RCDL'2012 | Tutorial

Content Based Retrieval on Very Large Visual Document Archives

by Giuseppe Amato

This tutorial will discusses the issues related to content based retrieval in very large dataset of visual documents. Content based retrieval typically is not performed using the visual content itself, rather visual features are extracted and retrieval is performed searching by similarity on the extracted features. Similarity search is a difficult task because efficient techniques to process database or text queries cannot be applied here. Therefore in the last decades researcher have investigated techniques for executing similarity search efficiently and in a scalable way.

One popular way to compare similarity between visual documents is the use of global visual features and to measure their similarity (or dissimilarity) by using a similarity (or distance) function. Various indexing strategies and search algorithms based on distance function were defined during the last decade. A relevant research direction has been that of the tree-based access methods, that allow search algorithms just to inspect a small portion of the dataset.

Limitations of tree-based techniques where addressed by defining techniques for approximate similarity search, where significant improvement boost is obtained at the expense of some minor imprecision in the search result. Recently permutation-based methods, where documents are represented as permutations of a set of reference objects, have been defined. In these methods, similarity between documents is approximated by comparing permutations. Permutations-based indexes allow retrieval to be executed very efficiently, in datasets containing hundred millions images.

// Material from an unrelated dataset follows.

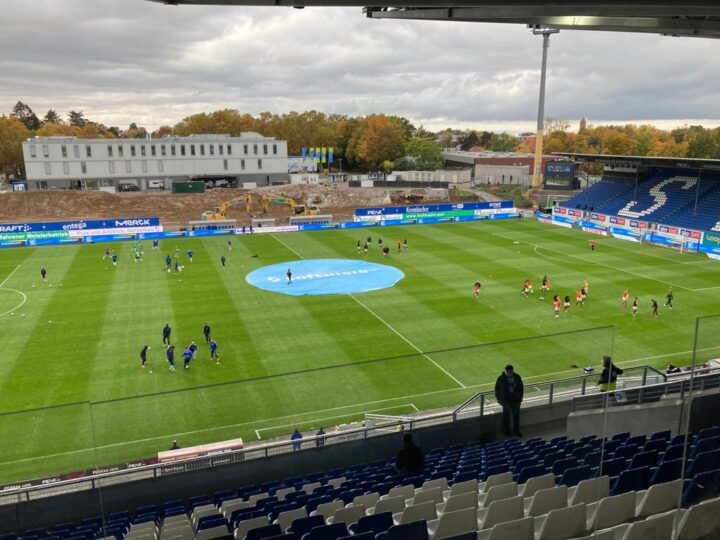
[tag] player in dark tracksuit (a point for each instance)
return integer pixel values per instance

A new very active field of research is that related to the use of local visual features to compare and retrieve images. Local features offer much higher retrieval quality, however, the efficiency issue is orders of magnitude more difficult. Currently, most techniques are based on a quantization of local features as Bag-of-Word and the use of inverted files (as for instance Lucene). However, the association of words with local features is still a difficult task. Recent new challenging research directions also include the study of techniques for answering to keyword based queries just using the visual content of documents. For instance, suppose you want to retrieve pictures of the ”Pisa Leaning Tower”, without using any metadata. In this case the problem is twofold. Techniques that offer the same time high accuracy and efficiency should be investigated. A very similar problem is that of automatically annotating pictures. For instance consider the scenario where pictures taken with mobile phones are automatically annotated as soon as they are acquired.

The tutorial will offer an overview of the state of the art in this topic and will discuss open research directions.